This repository has not been updated recently, and not compeleted, so I recommend you to refer to my repo just as a reference.
This repository contains Time-Series Anomaly Detection datasets, models, and their implementations. If you find any issues for this repository, such as errors in code, better hyperparameters, etc, please report through Issue channel or via pull request.
[20230522: deleted SMD, SMAP, MSL] There seems to be problem in datasets (SMD, SMAP, MSL) preprocessing, so let me update for these datasets later.

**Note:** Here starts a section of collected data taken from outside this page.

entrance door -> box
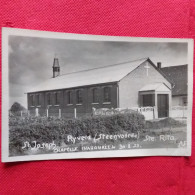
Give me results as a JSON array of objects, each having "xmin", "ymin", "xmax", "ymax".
[{"xmin": 157, "ymin": 94, "xmax": 169, "ymax": 118}]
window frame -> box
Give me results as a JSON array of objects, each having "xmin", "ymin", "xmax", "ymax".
[
  {"xmin": 92, "ymin": 88, "xmax": 99, "ymax": 104},
  {"xmin": 142, "ymin": 94, "xmax": 154, "ymax": 107},
  {"xmin": 54, "ymin": 92, "xmax": 60, "ymax": 106},
  {"xmin": 67, "ymin": 91, "xmax": 73, "ymax": 105},
  {"xmin": 103, "ymin": 87, "xmax": 111, "ymax": 103},
  {"xmin": 36, "ymin": 94, "xmax": 41, "ymax": 106},
  {"xmin": 30, "ymin": 94, "xmax": 35, "ymax": 107},
  {"xmin": 47, "ymin": 93, "xmax": 52, "ymax": 106},
  {"xmin": 76, "ymin": 89, "xmax": 83, "ymax": 105},
  {"xmin": 182, "ymin": 96, "xmax": 187, "ymax": 106}
]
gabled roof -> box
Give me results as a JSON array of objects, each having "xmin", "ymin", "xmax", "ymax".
[
  {"xmin": 139, "ymin": 83, "xmax": 170, "ymax": 92},
  {"xmin": 28, "ymin": 58, "xmax": 148, "ymax": 93},
  {"xmin": 160, "ymin": 65, "xmax": 187, "ymax": 96}
]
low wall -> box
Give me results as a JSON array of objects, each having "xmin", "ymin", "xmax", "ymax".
[
  {"xmin": 25, "ymin": 106, "xmax": 187, "ymax": 120},
  {"xmin": 93, "ymin": 107, "xmax": 154, "ymax": 120},
  {"xmin": 131, "ymin": 107, "xmax": 154, "ymax": 120},
  {"xmin": 171, "ymin": 106, "xmax": 187, "ymax": 118}
]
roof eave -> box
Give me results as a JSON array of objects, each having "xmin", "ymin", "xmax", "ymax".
[
  {"xmin": 27, "ymin": 81, "xmax": 119, "ymax": 94},
  {"xmin": 147, "ymin": 58, "xmax": 174, "ymax": 86}
]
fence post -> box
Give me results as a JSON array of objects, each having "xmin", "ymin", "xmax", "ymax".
[
  {"xmin": 35, "ymin": 108, "xmax": 39, "ymax": 117},
  {"xmin": 92, "ymin": 107, "xmax": 96, "ymax": 116},
  {"xmin": 46, "ymin": 109, "xmax": 48, "ymax": 117},
  {"xmin": 74, "ymin": 108, "xmax": 77, "ymax": 119},
  {"xmin": 59, "ymin": 109, "xmax": 61, "ymax": 118},
  {"xmin": 154, "ymin": 106, "xmax": 158, "ymax": 119},
  {"xmin": 153, "ymin": 107, "xmax": 155, "ymax": 119}
]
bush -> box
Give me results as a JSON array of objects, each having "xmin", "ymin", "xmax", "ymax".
[
  {"xmin": 145, "ymin": 117, "xmax": 186, "ymax": 129},
  {"xmin": 9, "ymin": 112, "xmax": 145, "ymax": 156}
]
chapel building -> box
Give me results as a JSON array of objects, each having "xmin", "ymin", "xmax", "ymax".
[{"xmin": 27, "ymin": 58, "xmax": 172, "ymax": 118}]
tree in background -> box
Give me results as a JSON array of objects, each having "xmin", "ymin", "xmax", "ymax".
[{"xmin": 10, "ymin": 102, "xmax": 26, "ymax": 113}]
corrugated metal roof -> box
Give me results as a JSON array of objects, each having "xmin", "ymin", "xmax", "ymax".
[{"xmin": 28, "ymin": 58, "xmax": 148, "ymax": 93}]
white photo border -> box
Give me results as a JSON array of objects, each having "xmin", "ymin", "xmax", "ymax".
[{"xmin": 1, "ymin": 27, "xmax": 194, "ymax": 162}]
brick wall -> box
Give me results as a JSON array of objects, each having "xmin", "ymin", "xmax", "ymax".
[{"xmin": 27, "ymin": 82, "xmax": 118, "ymax": 117}]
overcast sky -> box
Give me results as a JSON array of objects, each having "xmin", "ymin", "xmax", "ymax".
[{"xmin": 9, "ymin": 35, "xmax": 188, "ymax": 108}]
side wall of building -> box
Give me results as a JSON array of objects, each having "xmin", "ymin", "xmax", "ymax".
[
  {"xmin": 118, "ymin": 61, "xmax": 172, "ymax": 108},
  {"xmin": 172, "ymin": 95, "xmax": 187, "ymax": 106},
  {"xmin": 27, "ymin": 83, "xmax": 118, "ymax": 118}
]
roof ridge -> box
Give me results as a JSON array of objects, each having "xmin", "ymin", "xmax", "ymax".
[
  {"xmin": 57, "ymin": 57, "xmax": 148, "ymax": 77},
  {"xmin": 161, "ymin": 64, "xmax": 188, "ymax": 69}
]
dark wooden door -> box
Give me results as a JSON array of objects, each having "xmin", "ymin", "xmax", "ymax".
[{"xmin": 157, "ymin": 94, "xmax": 169, "ymax": 118}]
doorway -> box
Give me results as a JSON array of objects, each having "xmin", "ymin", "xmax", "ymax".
[{"xmin": 157, "ymin": 94, "xmax": 169, "ymax": 118}]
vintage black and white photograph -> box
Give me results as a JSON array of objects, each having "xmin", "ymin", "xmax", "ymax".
[{"xmin": 1, "ymin": 28, "xmax": 193, "ymax": 162}]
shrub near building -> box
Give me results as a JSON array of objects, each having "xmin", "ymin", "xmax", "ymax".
[{"xmin": 9, "ymin": 112, "xmax": 145, "ymax": 156}]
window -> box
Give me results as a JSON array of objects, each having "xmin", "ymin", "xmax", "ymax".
[
  {"xmin": 30, "ymin": 95, "xmax": 35, "ymax": 106},
  {"xmin": 55, "ymin": 92, "xmax": 60, "ymax": 105},
  {"xmin": 92, "ymin": 88, "xmax": 99, "ymax": 103},
  {"xmin": 67, "ymin": 91, "xmax": 73, "ymax": 105},
  {"xmin": 36, "ymin": 94, "xmax": 41, "ymax": 106},
  {"xmin": 142, "ymin": 94, "xmax": 154, "ymax": 107},
  {"xmin": 76, "ymin": 90, "xmax": 83, "ymax": 104},
  {"xmin": 104, "ymin": 87, "xmax": 111, "ymax": 102},
  {"xmin": 183, "ymin": 97, "xmax": 187, "ymax": 106},
  {"xmin": 47, "ymin": 93, "xmax": 52, "ymax": 105}
]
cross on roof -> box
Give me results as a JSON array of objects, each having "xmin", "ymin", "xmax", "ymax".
[{"xmin": 144, "ymin": 62, "xmax": 150, "ymax": 76}]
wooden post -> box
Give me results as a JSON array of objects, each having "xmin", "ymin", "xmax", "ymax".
[
  {"xmin": 35, "ymin": 108, "xmax": 39, "ymax": 117},
  {"xmin": 92, "ymin": 107, "xmax": 96, "ymax": 116},
  {"xmin": 21, "ymin": 111, "xmax": 23, "ymax": 117},
  {"xmin": 59, "ymin": 109, "xmax": 61, "ymax": 118},
  {"xmin": 46, "ymin": 109, "xmax": 49, "ymax": 117},
  {"xmin": 153, "ymin": 107, "xmax": 155, "ymax": 119},
  {"xmin": 74, "ymin": 108, "xmax": 77, "ymax": 119}
]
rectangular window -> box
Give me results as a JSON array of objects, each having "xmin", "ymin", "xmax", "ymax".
[
  {"xmin": 142, "ymin": 94, "xmax": 154, "ymax": 107},
  {"xmin": 76, "ymin": 90, "xmax": 83, "ymax": 104},
  {"xmin": 47, "ymin": 93, "xmax": 52, "ymax": 105},
  {"xmin": 92, "ymin": 88, "xmax": 99, "ymax": 103},
  {"xmin": 36, "ymin": 94, "xmax": 41, "ymax": 106},
  {"xmin": 67, "ymin": 91, "xmax": 73, "ymax": 105},
  {"xmin": 55, "ymin": 92, "xmax": 60, "ymax": 105},
  {"xmin": 183, "ymin": 97, "xmax": 187, "ymax": 106},
  {"xmin": 104, "ymin": 87, "xmax": 111, "ymax": 102},
  {"xmin": 30, "ymin": 95, "xmax": 35, "ymax": 106}
]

"0." denotes that experiment hasn't finished.
For individual run,
python main.py dataset=${dataset_name} model={model_name} {{other arguments}}
python main.py dataset=NeurIPS-TS-MUL model=USAD exp_id=default model.latent_dim=40 # example
If you want to run the model for various dataset,
sh scripts/data_loop.sh ${model_name} ${gpu_id}
sh scripts/data_loop.sh AnomalyTransformer 1 # example
If you want to compare models' performace for a specific dataset,
sh scripts/model_loop.sh ${data_name} ${gpu_id}
sh scripts/model_loop.sh SWaT 3 # example
for more script running examples, take a look at scripts dir.
This repo utilizes wandb and hydra for experiment tracking. You can tune your hyperparameters via:
wandb sweep ${yaml_file}
wandb agent ${sweep_id}
For hyperparameter tuning examples, take a look at hptune dir.
For list of dataset details, please refer to our notion dataset page. You may also take a look at EDA dir for exploratory data analysis.
All datasets are assumed to be in "data" folder.
- Toy Dataset (toyUSW) : We have created toy dataset to test algorithms promptly. train.npy contains periodic sine waves. test.npy has abnormal situations (stopped signal) and anomalies are labeled in file test_label.npy.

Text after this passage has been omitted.